Let X~Exponential(1).
I know that the moment-generating function of an exponential distribution is defined as $(1-t\lambda)^{-1}$. And hence $E[e^{tx}]=(1-t)^{-1}$.
But what is $E[Xe^{tx}]$? Would that be the first moment of the moment-generating function?

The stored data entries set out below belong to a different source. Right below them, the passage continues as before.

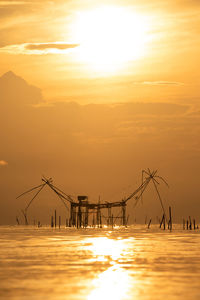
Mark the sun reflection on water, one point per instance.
(114, 283)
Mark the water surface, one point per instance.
(124, 263)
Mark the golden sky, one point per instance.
(99, 87)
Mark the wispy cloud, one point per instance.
(3, 163)
(158, 83)
(6, 3)
(38, 48)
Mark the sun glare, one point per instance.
(109, 37)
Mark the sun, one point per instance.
(109, 37)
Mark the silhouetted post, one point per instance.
(59, 221)
(112, 222)
(124, 213)
(194, 223)
(52, 224)
(170, 217)
(127, 220)
(149, 224)
(55, 219)
(93, 220)
(100, 221)
(183, 224)
(190, 223)
(17, 220)
(162, 220)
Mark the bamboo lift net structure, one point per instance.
(79, 209)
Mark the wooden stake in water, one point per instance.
(149, 224)
(183, 224)
(162, 220)
(170, 218)
(52, 224)
(190, 223)
(194, 223)
(55, 219)
(59, 221)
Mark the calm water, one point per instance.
(133, 263)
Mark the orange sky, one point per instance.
(93, 112)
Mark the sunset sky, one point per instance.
(92, 92)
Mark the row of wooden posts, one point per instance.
(164, 221)
(189, 224)
(68, 222)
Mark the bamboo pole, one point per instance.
(190, 226)
(170, 217)
(149, 223)
(52, 224)
(17, 220)
(55, 220)
(59, 221)
(183, 224)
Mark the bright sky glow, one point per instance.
(110, 36)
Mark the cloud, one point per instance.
(38, 48)
(16, 92)
(159, 83)
(3, 163)
(6, 3)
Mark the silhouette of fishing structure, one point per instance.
(80, 209)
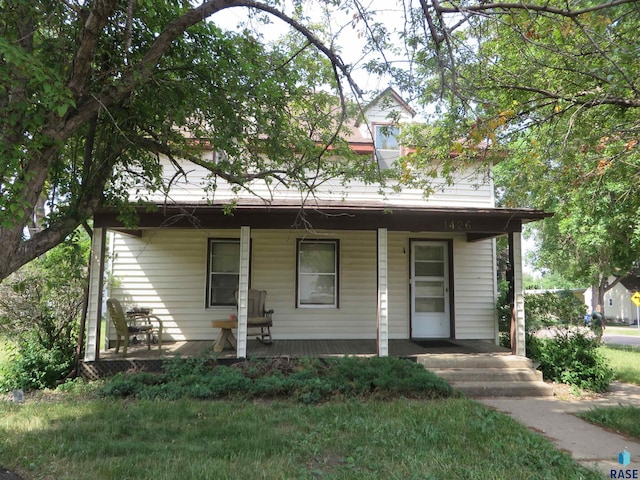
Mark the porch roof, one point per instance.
(476, 223)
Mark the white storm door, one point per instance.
(430, 311)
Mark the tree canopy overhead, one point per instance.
(91, 92)
(556, 85)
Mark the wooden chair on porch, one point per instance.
(258, 316)
(124, 330)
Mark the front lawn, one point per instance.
(625, 362)
(79, 438)
(623, 419)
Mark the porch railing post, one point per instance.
(94, 308)
(243, 291)
(383, 295)
(518, 320)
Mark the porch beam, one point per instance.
(96, 284)
(475, 223)
(518, 329)
(383, 295)
(243, 291)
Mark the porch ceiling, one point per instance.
(476, 223)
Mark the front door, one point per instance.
(430, 311)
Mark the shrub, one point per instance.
(33, 366)
(40, 306)
(572, 358)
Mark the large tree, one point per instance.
(91, 92)
(555, 84)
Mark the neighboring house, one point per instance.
(617, 301)
(399, 266)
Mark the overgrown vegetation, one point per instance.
(40, 307)
(337, 440)
(570, 356)
(573, 358)
(304, 380)
(623, 419)
(624, 361)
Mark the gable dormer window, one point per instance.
(387, 147)
(387, 137)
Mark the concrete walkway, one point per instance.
(555, 418)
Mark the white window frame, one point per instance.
(335, 274)
(210, 273)
(378, 132)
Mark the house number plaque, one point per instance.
(457, 225)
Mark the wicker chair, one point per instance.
(124, 330)
(258, 316)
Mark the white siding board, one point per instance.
(471, 188)
(166, 270)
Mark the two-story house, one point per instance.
(360, 265)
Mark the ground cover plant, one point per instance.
(80, 437)
(309, 380)
(624, 361)
(624, 419)
(572, 358)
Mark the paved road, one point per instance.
(621, 339)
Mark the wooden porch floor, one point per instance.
(300, 348)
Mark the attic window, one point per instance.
(387, 147)
(387, 137)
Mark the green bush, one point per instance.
(305, 380)
(571, 358)
(553, 308)
(40, 308)
(33, 366)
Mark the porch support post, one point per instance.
(383, 295)
(243, 291)
(96, 285)
(518, 331)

Assuming your parameter $\lambda$ is taken to be the expected value of $X$, $X$ has probability density $$f_{X} (x) = \frac{1}{\lambda} \exp\left(-\frac{x}{\lambda}\right).$$ So the expected value $E\left[Xe^{tX}\right]$ is just the integral $$\frac{1}{\lambda} \int_{0}^{\infty} x e^{tx} e^{-x/\lambda} \ dx$$ which reduces to some integration by parts. Assuming that $t < 1/\lambda$, $$E\left[Xe^{tX}\right] = \lim_{y \to \infty} - \frac{1}{1 - \lambda t} ye^{-( 1/\lambda - t)y} + \frac{1}{1 - \lambda t}\int_{0}^{\infty} e^{(t - 1/\lambda)x} \ dx$$ $$= \frac{\lambda}{(1 - \lambda t)^2}.$$
Alternatively, $$E\left[X e^{tX} \right] = E[X] + t E[X^2] + \frac{1}{2!} t^2 E[X^3] + \dots$$ $$= \frac{d}{dt} \left(\sum_{n=0}^{\infty} \frac{1}{n!} t^{n} E[X^n]\right)$$ $$= M_{X}'(t),$$ where $M_{X} (t)$ is your MGF.